Monday 1 September 2008

Less fighting, fewer arguments…

This weekend I had a MASSIVE fight with the Boy du Jour.

Let me set the scene.

I’m lying in bed, drifting off to sleep, when he bounces in and starts talking to me about something. In my fuzzy state all I’m picking up is a few key points – just enough to keep my end of the conversation up. That is, until a stray comment drifts across my consciousness: "So then there were less than there had been to start with!"

"Fewer," I mumble. "Fewer than there were to start with."

His brow creases. "What?"

"Less is a volume. Fewer’s a number. S’nothin. Sorry. What happened next?"

"But most people use less to mean numbers."

I’m starting to wake up a bit at this point. Those who know me will be aware that I have a love of the Red Pen and the big less vs fewer debate is a particular bugbear of mine, no less because I came to it shamefully late in life. "Well, then, most people are stupid."

"Why?"

"Because of the grammatical imperative-"

"Surely language is meant to evolve to reflect its usage?"

"Not if its usage is wrong!"

With hindsight, this is where it all started to go a bit tits up. Surely, the Boy said, the OED accepts new words every year based on their usage by we-the-people. So why doesn’t grammar work the same way?

Because we’d rapidly cease to understand each other, I explained crossly, and we’d end up with a nation of imbeciles who communicated only in grunts.

That’s a very narrow world view, he said. I think you’re wrong. We can’t be bound by the rules of a grammar system that makes no sense to anyone anymore. If no one uses it, we’re not wrong - the language is. And it needs to change.

Everything gets a bit hazy here; all I recall is thunder rolling and the red mist descending. And why? Because I couldn’t answer him. I knew with every fibre of my being that what he said was wrong and that I should smother him with the pillow before letting such poison spread into the world – but for the life of me I couldn’t articulate why. (So what exactly did I spend those three years at Oxford doing? Not learning to communicate, that’s for sure.)

So what do you think? Am I too constrained by my preconceived grammatical notions? Do we need to throw the rules of grammar out of the window to reflect the way the nation uses it today (no matter how stupid that may be)? Or – and I really do hope this is the case – does good grammar still have a case for me to argue?

2 comments:

@EmVicW said...

I TOTALLY agree with you. Did you see over the weekend that Tesco is finally bowing to pressure from the educated in changing its "10 items or less" aisles to "up to 10 items". Seems they couldn't bring themselves to use the proper wording, but at least its not wrong anymore!

A victory for the defenders of the grammar among us.
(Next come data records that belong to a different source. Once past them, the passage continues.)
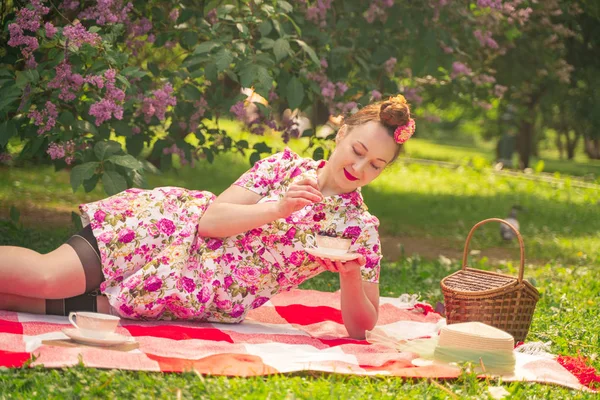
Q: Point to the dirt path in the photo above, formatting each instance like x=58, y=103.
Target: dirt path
x=394, y=247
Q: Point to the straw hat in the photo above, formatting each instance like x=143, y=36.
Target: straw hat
x=487, y=347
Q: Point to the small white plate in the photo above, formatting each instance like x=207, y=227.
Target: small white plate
x=112, y=339
x=323, y=253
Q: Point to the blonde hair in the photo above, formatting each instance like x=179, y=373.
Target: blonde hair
x=390, y=113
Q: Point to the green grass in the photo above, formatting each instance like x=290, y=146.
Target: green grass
x=560, y=223
x=566, y=316
x=561, y=229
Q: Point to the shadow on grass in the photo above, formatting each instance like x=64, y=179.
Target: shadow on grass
x=551, y=230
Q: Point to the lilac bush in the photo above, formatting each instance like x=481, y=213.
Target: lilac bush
x=75, y=74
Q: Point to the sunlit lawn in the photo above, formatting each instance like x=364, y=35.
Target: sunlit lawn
x=561, y=229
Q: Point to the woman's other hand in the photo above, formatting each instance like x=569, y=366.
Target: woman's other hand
x=342, y=268
x=298, y=196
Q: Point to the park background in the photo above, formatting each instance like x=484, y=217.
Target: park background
x=98, y=96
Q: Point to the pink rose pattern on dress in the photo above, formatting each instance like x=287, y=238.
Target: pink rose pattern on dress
x=156, y=266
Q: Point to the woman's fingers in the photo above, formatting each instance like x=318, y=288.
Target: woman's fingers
x=306, y=188
x=299, y=193
x=308, y=181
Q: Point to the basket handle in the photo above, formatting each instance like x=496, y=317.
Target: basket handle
x=485, y=221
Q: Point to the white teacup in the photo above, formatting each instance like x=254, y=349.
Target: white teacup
x=94, y=325
x=332, y=245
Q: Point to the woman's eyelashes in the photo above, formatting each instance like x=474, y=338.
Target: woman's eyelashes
x=361, y=155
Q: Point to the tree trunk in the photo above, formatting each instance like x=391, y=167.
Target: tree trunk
x=525, y=143
x=559, y=145
x=572, y=144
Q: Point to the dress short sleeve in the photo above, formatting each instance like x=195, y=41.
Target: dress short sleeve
x=368, y=244
x=268, y=173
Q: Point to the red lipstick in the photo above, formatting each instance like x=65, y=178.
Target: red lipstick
x=349, y=176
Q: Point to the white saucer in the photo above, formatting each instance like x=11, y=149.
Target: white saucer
x=323, y=253
x=112, y=339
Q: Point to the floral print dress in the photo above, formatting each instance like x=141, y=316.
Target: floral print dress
x=156, y=266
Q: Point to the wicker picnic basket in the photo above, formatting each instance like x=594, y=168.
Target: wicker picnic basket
x=495, y=299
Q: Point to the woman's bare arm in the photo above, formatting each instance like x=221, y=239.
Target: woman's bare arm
x=237, y=209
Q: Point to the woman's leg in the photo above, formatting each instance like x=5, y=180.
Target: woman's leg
x=12, y=302
x=27, y=273
x=33, y=305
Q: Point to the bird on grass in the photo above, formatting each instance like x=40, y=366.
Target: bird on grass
x=505, y=231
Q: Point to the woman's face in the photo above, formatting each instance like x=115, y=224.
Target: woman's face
x=361, y=154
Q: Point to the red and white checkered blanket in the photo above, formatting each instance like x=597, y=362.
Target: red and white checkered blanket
x=300, y=330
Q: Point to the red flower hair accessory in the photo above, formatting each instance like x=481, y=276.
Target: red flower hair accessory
x=404, y=132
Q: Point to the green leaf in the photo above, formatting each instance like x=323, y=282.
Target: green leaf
x=153, y=67
x=76, y=219
x=225, y=9
x=265, y=28
x=210, y=157
x=122, y=128
x=281, y=48
x=15, y=214
x=242, y=28
x=6, y=100
x=28, y=76
x=308, y=133
x=134, y=72
x=254, y=157
x=257, y=76
x=66, y=118
x=309, y=51
x=277, y=27
x=189, y=39
x=114, y=182
x=82, y=172
x=294, y=93
x=126, y=161
x=86, y=127
x=318, y=154
x=7, y=130
x=285, y=6
x=222, y=59
x=298, y=30
x=205, y=47
x=106, y=149
x=135, y=145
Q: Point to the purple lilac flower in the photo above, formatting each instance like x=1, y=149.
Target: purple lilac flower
x=46, y=119
x=28, y=19
x=389, y=65
x=50, y=30
x=174, y=14
x=157, y=106
x=78, y=35
x=459, y=68
x=106, y=12
x=238, y=110
x=152, y=283
x=211, y=17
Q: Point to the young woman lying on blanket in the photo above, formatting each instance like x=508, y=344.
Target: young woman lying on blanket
x=173, y=253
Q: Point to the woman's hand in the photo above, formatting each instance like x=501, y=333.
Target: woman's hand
x=298, y=196
x=342, y=268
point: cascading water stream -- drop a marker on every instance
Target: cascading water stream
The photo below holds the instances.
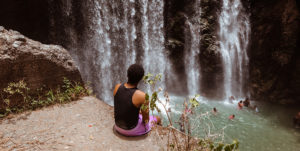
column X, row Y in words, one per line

My mum goes into shops to complain about signage all the time - both spelling and grammar. The worst offenders seem to be cheap shoe shops and grocers, and it's the apostrophe that catches them out the most. The sad thing is, when you flag it they don't say "Oh yes! Whoops!" they say "Wha'?".

Depressing.

Anonymous said...

I agree with both of you.

Grammar is not like, er, lexicography(?). With new words, some people start using them, and if enough people pick them up they become valid. But there is no conflict with the old order. In comparison, with grammar the old order explicitly rules out new variants. So there is a definite conflict set up. Additionally, the potential confusion set up by changes to grammar is substantially greater than what happens if you mess about with individual words.

That said, it seems to me that the use of "less" has long since passed from "potentially confusing wrongness" to "used by the majority, the majority of the time". (Or at any rate, a large enough minority to be considered an acceptable variant.) So in this case, I agree with Le Garçon.